5. Major Operational Challenges
Valuation discounts arise from operational and structural risks that buyers price aggressively — often reducing multiples by 0.5×–1.5× SDE.
- Owner dependency: Practices where the owner produces >60% of total doctor production trade at 2.5×–3.2× SDE — buyers discount for patient attrition risk post-transition.
- PPO concentration: Practices with >75% PPO/insurance mix face 0.3×–0.5× multiple discount due to reimbursement uncertainty and fee-schedule renegotiation risk.
- Lease and facility risk: Short remaining lease terms (<5 years), unfavorable renewal clauses, or >$35/sq ft rent compress value $100K–$300K.
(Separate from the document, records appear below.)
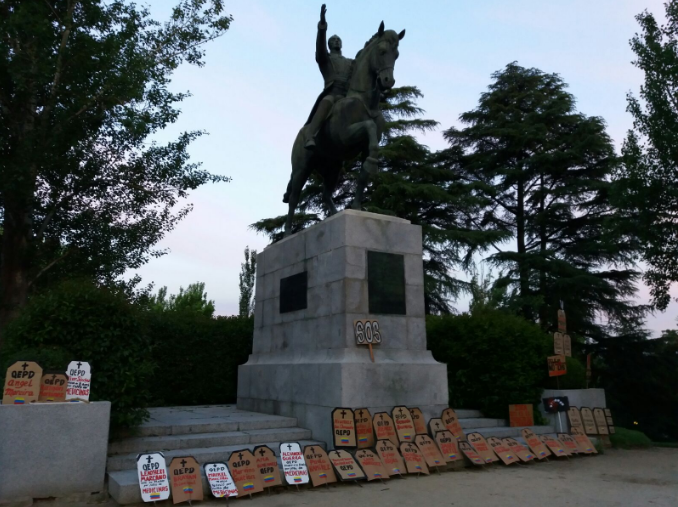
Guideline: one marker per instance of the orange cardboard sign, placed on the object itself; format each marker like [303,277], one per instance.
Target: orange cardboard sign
[502,451]
[363,428]
[536,446]
[480,445]
[568,443]
[185,480]
[518,449]
[371,465]
[345,465]
[557,366]
[244,472]
[471,453]
[343,427]
[448,446]
[430,451]
[554,445]
[601,421]
[451,422]
[414,460]
[319,466]
[403,423]
[589,423]
[574,416]
[390,457]
[558,348]
[53,387]
[384,428]
[419,421]
[521,415]
[267,464]
[22,383]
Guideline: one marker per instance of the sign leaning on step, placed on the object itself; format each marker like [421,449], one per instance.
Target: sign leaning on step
[79,380]
[152,473]
[22,383]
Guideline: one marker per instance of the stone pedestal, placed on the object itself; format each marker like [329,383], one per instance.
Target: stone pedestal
[305,360]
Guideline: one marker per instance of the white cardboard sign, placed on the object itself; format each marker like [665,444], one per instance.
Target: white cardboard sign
[221,482]
[294,465]
[153,481]
[79,380]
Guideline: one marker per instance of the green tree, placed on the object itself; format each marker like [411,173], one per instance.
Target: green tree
[412,184]
[246,279]
[83,84]
[647,182]
[543,171]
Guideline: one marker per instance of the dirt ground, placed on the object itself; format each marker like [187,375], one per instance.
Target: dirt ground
[616,478]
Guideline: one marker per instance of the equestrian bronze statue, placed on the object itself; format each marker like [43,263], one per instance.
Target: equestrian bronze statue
[345,121]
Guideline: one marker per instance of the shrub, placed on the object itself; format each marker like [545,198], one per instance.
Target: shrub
[78,320]
[493,359]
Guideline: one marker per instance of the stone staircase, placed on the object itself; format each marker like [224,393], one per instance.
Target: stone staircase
[209,433]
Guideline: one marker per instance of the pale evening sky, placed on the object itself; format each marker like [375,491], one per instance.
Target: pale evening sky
[260,81]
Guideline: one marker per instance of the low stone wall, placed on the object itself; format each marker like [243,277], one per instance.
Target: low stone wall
[53,449]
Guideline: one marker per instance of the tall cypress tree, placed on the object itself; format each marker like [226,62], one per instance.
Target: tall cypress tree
[544,170]
[415,184]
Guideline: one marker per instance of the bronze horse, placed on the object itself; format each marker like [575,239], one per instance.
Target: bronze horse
[354,126]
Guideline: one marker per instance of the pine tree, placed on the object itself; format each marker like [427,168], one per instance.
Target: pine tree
[544,170]
[412,184]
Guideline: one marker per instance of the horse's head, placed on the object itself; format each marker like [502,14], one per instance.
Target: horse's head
[384,55]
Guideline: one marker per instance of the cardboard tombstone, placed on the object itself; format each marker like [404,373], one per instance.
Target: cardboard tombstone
[470,453]
[451,422]
[245,473]
[220,480]
[343,427]
[419,421]
[390,457]
[79,380]
[518,449]
[384,428]
[294,465]
[448,446]
[574,416]
[414,459]
[583,442]
[504,453]
[404,424]
[185,480]
[436,425]
[346,467]
[554,446]
[568,444]
[371,464]
[521,415]
[558,349]
[480,445]
[590,427]
[53,387]
[267,464]
[601,421]
[363,428]
[319,466]
[22,383]
[152,473]
[539,450]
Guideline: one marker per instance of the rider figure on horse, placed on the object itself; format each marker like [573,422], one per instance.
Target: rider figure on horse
[336,71]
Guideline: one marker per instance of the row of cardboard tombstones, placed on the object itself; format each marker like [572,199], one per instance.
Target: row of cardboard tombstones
[359,429]
[248,472]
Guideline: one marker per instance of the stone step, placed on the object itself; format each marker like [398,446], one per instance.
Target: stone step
[215,453]
[165,421]
[197,440]
[481,422]
[123,485]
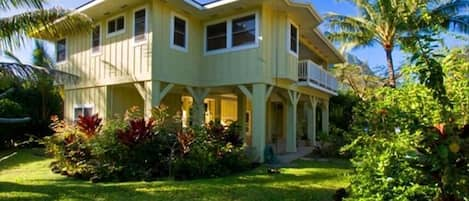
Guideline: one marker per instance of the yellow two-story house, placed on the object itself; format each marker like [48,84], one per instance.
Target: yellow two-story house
[260,62]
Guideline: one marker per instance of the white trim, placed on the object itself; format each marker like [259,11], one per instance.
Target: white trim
[66,51]
[289,24]
[116,33]
[171,40]
[145,35]
[99,52]
[83,107]
[210,5]
[229,36]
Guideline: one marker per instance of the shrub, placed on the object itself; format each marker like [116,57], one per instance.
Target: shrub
[132,148]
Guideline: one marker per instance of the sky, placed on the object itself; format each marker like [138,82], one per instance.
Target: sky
[375,56]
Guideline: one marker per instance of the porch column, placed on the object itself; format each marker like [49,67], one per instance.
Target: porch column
[242,114]
[199,95]
[218,108]
[152,96]
[259,119]
[311,120]
[152,93]
[294,97]
[325,117]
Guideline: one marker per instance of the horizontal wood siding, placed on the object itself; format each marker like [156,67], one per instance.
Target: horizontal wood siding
[96,96]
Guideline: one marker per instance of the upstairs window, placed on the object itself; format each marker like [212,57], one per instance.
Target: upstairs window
[293,39]
[83,111]
[233,34]
[179,36]
[244,31]
[61,50]
[96,40]
[140,25]
[216,36]
[116,26]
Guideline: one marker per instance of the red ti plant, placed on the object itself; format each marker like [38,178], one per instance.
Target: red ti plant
[137,132]
[89,125]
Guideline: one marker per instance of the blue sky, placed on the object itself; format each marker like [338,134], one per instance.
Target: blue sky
[374,56]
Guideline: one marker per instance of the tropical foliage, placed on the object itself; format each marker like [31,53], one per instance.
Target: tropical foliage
[387,22]
[133,148]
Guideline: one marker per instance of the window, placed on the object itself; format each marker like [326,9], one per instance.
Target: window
[140,25]
[293,38]
[116,26]
[244,31]
[96,40]
[179,37]
[233,34]
[61,50]
[84,111]
[216,36]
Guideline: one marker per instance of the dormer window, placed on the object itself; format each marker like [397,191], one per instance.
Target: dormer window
[293,38]
[233,34]
[216,36]
[61,50]
[179,33]
[116,26]
[96,40]
[140,25]
[244,31]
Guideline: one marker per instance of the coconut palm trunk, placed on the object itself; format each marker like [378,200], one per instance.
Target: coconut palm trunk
[390,65]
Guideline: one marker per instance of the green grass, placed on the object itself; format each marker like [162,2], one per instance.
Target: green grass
[26,176]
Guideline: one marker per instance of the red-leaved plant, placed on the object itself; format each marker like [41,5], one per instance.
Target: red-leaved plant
[89,125]
[137,132]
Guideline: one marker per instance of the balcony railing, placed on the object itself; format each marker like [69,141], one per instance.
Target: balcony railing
[315,76]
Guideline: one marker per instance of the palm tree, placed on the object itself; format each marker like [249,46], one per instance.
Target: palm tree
[382,22]
[38,22]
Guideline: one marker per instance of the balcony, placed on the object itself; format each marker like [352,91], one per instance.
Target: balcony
[312,75]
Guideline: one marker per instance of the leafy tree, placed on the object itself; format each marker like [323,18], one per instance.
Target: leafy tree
[37,22]
[384,22]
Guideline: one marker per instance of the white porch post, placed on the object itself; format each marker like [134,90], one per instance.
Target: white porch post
[242,114]
[199,95]
[294,97]
[258,121]
[311,119]
[325,117]
[151,97]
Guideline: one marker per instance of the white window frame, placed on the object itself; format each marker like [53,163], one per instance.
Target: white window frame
[97,53]
[66,51]
[116,33]
[82,107]
[145,34]
[289,24]
[171,40]
[229,36]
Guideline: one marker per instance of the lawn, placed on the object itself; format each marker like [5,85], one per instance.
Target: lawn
[26,176]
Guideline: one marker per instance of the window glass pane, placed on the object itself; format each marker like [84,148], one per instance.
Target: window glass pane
[61,50]
[244,30]
[96,39]
[78,112]
[216,36]
[120,23]
[111,26]
[293,39]
[140,18]
[179,32]
[88,111]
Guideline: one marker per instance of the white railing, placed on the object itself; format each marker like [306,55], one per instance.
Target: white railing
[316,76]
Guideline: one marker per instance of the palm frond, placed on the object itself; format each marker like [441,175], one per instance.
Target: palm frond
[47,24]
[11,56]
[9,4]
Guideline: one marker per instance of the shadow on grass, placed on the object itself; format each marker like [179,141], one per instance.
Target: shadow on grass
[21,157]
[154,191]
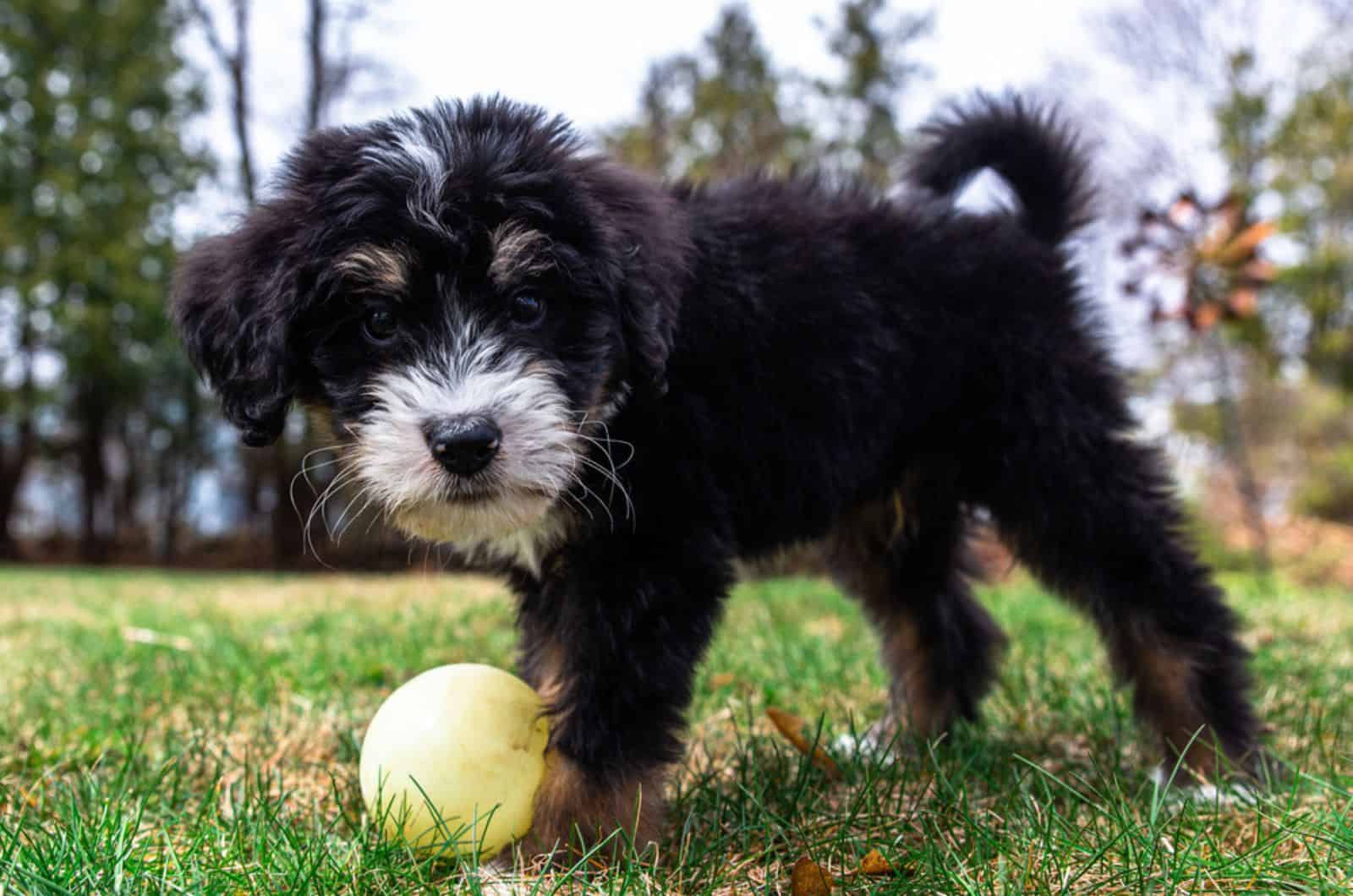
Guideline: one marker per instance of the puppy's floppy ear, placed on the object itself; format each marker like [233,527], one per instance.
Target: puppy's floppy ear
[651,240]
[233,301]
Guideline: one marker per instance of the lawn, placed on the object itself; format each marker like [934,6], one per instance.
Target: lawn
[200,734]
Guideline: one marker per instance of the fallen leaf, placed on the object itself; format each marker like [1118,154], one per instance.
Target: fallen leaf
[808,878]
[792,727]
[874,864]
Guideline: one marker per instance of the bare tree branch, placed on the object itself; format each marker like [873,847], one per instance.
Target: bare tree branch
[236,64]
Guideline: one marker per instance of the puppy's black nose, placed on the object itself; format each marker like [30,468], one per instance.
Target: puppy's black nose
[463,445]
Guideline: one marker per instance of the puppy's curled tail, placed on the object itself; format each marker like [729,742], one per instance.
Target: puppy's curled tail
[1028,145]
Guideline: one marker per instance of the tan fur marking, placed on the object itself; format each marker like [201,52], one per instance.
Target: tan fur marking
[574,811]
[378,267]
[919,704]
[518,252]
[1167,696]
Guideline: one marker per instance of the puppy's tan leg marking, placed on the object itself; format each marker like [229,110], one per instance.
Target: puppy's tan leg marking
[1167,695]
[857,555]
[575,811]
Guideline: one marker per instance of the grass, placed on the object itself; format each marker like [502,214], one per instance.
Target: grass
[200,734]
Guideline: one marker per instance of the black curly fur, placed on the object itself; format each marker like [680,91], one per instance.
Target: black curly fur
[797,353]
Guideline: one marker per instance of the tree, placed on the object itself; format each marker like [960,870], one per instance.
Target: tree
[715,112]
[92,164]
[728,108]
[333,71]
[872,44]
[1312,171]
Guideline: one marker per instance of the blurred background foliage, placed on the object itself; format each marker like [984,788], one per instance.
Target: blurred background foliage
[112,451]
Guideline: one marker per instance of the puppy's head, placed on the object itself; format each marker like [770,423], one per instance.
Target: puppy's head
[459,292]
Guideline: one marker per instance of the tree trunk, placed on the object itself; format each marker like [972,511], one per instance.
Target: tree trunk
[14,466]
[94,473]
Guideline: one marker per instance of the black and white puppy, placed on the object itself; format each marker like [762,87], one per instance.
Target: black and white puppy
[609,389]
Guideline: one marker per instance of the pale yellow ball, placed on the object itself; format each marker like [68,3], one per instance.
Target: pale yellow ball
[467,740]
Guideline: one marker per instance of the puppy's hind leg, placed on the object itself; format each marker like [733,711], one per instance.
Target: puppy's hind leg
[1091,512]
[904,560]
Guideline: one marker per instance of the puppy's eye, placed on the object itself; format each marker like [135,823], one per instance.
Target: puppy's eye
[527,309]
[381,325]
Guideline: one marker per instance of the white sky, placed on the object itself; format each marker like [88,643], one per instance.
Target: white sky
[588,58]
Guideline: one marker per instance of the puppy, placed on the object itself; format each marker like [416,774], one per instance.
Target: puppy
[609,389]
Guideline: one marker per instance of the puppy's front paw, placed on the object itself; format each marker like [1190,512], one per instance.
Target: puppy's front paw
[577,811]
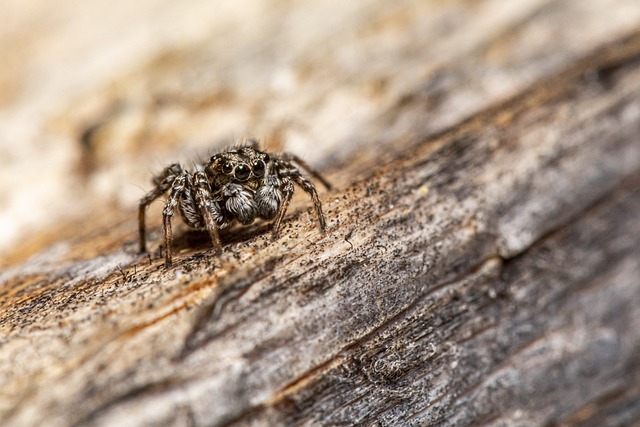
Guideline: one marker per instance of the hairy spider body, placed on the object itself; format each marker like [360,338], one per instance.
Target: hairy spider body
[239,184]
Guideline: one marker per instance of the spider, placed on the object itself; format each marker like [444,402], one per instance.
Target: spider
[242,183]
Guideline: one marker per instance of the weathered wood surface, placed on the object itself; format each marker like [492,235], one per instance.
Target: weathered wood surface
[482,264]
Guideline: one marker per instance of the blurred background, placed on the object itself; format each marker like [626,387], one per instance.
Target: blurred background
[95,96]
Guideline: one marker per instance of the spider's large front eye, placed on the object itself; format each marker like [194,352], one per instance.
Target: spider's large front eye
[258,168]
[227,168]
[242,172]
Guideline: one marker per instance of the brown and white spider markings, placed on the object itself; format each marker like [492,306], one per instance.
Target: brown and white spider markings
[242,183]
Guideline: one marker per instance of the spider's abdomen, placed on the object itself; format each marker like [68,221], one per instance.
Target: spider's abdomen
[238,201]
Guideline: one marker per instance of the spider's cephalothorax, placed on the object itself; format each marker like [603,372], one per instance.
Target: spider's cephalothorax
[242,183]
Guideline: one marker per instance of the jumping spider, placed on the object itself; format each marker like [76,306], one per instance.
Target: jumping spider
[242,183]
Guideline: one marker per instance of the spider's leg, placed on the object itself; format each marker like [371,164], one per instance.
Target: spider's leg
[177,187]
[287,192]
[287,158]
[310,189]
[204,203]
[163,182]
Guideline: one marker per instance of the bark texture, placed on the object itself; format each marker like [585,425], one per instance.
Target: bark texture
[482,263]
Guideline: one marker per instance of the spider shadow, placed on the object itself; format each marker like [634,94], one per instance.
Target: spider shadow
[199,240]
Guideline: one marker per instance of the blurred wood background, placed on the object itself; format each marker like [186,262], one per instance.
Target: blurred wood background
[482,262]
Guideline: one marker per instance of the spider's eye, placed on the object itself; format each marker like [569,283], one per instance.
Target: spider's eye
[227,168]
[258,168]
[242,172]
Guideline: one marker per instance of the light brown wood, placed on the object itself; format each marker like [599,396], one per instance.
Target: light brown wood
[481,261]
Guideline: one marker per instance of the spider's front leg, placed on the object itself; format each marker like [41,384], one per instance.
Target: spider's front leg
[162,183]
[288,158]
[304,183]
[177,188]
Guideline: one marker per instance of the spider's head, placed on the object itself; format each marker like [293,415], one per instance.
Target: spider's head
[240,164]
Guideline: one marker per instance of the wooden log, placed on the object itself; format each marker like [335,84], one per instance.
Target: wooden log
[480,268]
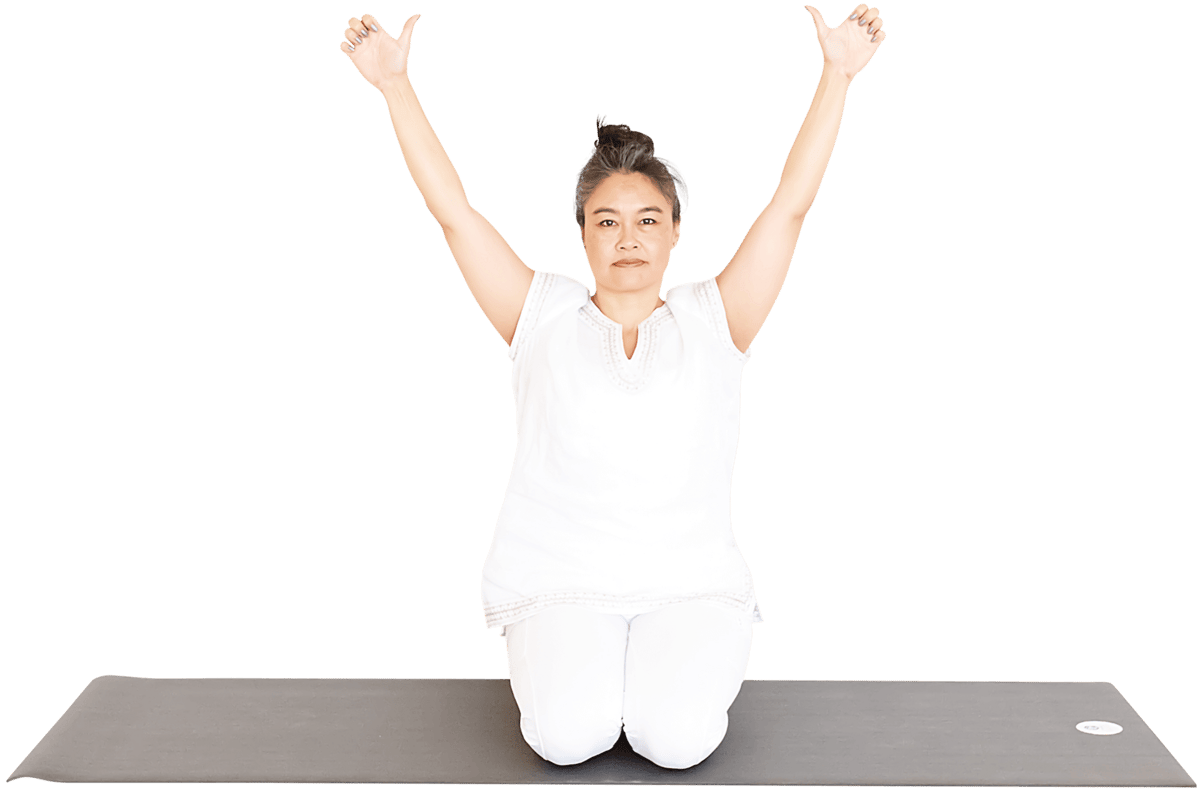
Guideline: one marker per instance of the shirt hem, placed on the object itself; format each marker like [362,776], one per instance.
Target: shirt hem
[509,613]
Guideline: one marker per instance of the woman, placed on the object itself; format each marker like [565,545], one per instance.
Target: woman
[613,573]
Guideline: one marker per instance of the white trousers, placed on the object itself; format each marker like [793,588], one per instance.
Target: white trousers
[669,676]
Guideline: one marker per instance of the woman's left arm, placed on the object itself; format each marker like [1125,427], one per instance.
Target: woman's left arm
[753,280]
[845,51]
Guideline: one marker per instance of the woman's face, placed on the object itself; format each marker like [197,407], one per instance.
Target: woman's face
[628,217]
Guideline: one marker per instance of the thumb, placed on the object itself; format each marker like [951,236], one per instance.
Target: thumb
[817,19]
[409,24]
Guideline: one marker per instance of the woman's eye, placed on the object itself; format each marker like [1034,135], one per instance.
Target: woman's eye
[609,220]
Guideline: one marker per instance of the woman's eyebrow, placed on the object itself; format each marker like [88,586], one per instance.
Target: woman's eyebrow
[615,211]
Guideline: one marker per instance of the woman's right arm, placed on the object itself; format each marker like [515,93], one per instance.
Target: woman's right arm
[383,63]
[426,159]
[495,274]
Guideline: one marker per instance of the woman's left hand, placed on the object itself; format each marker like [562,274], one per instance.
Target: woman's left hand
[849,47]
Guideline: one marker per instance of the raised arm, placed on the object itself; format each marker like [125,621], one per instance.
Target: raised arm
[383,63]
[753,280]
[495,274]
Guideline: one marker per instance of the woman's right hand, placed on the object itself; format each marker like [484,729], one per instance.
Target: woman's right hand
[379,58]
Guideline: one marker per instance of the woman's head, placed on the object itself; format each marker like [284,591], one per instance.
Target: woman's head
[628,203]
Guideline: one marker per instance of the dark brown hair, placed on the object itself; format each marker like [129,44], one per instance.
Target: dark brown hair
[621,149]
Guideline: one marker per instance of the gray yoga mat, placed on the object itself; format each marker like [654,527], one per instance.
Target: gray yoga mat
[435,731]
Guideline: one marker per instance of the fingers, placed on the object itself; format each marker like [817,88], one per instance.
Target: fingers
[871,19]
[358,31]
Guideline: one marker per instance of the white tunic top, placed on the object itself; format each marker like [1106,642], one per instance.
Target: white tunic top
[619,493]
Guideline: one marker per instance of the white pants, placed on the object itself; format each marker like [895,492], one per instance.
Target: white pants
[669,676]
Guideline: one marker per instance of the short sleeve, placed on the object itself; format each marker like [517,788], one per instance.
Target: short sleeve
[550,293]
[705,298]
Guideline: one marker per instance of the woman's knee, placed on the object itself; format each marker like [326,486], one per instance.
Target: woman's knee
[678,743]
[571,737]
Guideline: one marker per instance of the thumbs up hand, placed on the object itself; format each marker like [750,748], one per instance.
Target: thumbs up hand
[850,46]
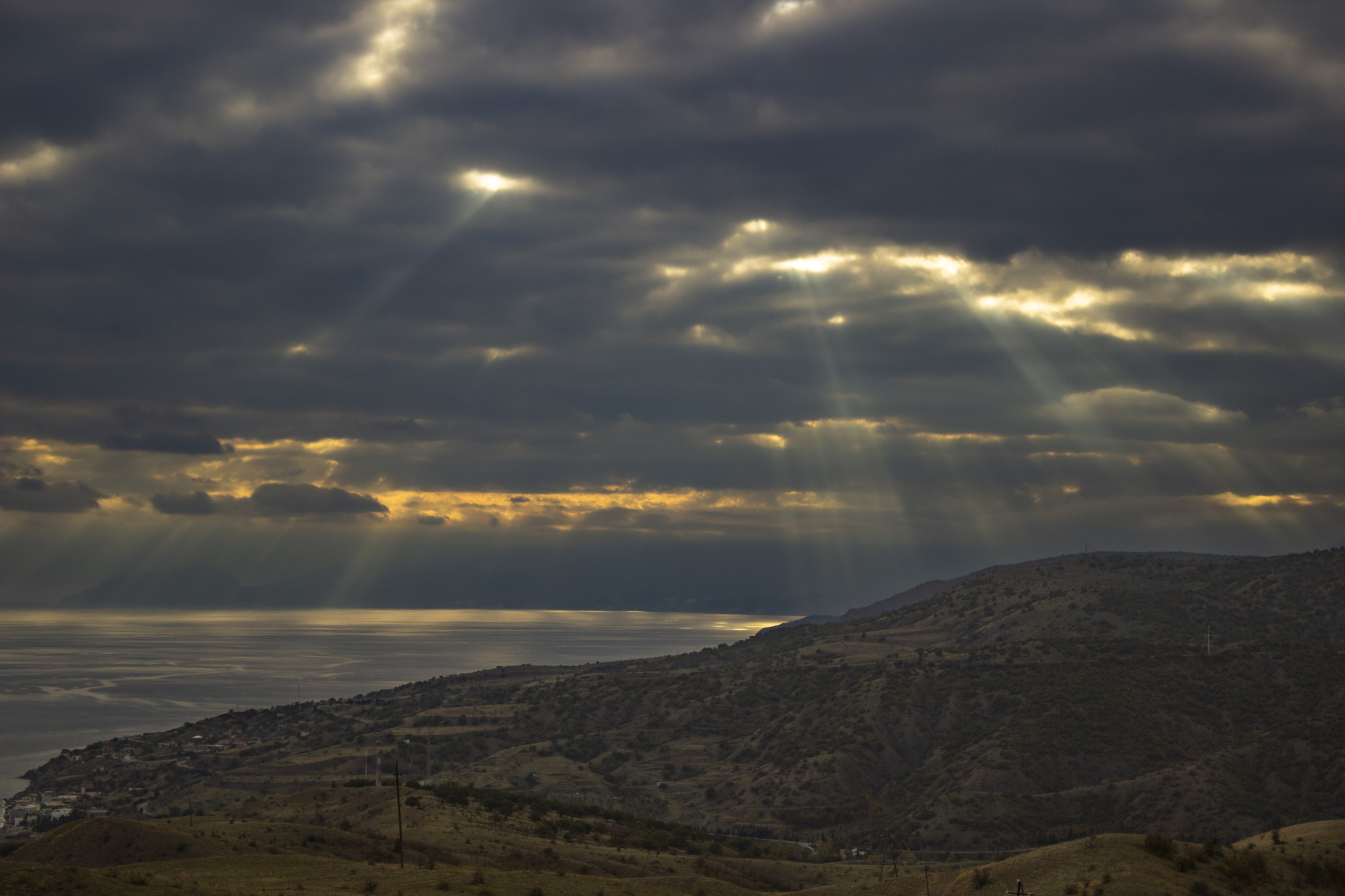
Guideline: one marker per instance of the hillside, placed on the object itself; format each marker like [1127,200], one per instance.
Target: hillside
[343,842]
[1021,707]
- Staff retention risk: Key hygienist or office manager departure post-sale can reduce collections 10–20% in year one — buyers structure earnouts or holdbacks (10–15%) to mitigate.
- Rising cost of capital: SBA 7(a) rates at 7–9% (2026) reduce buyer purchasing power; every 1% rate increase lowers affordable purchase price ~8–10% for leveraged buyers.
Valuation action plan: Owners planning exit within 3–5 years should target ≥24% EBITDA, reduce owner production below 50% of total, diversify payer mix toward ≥40% FFS, and secure ≥10-year lease with renewal options. These steps typically add $200K–$500K to exit value on a $450K SDE practice.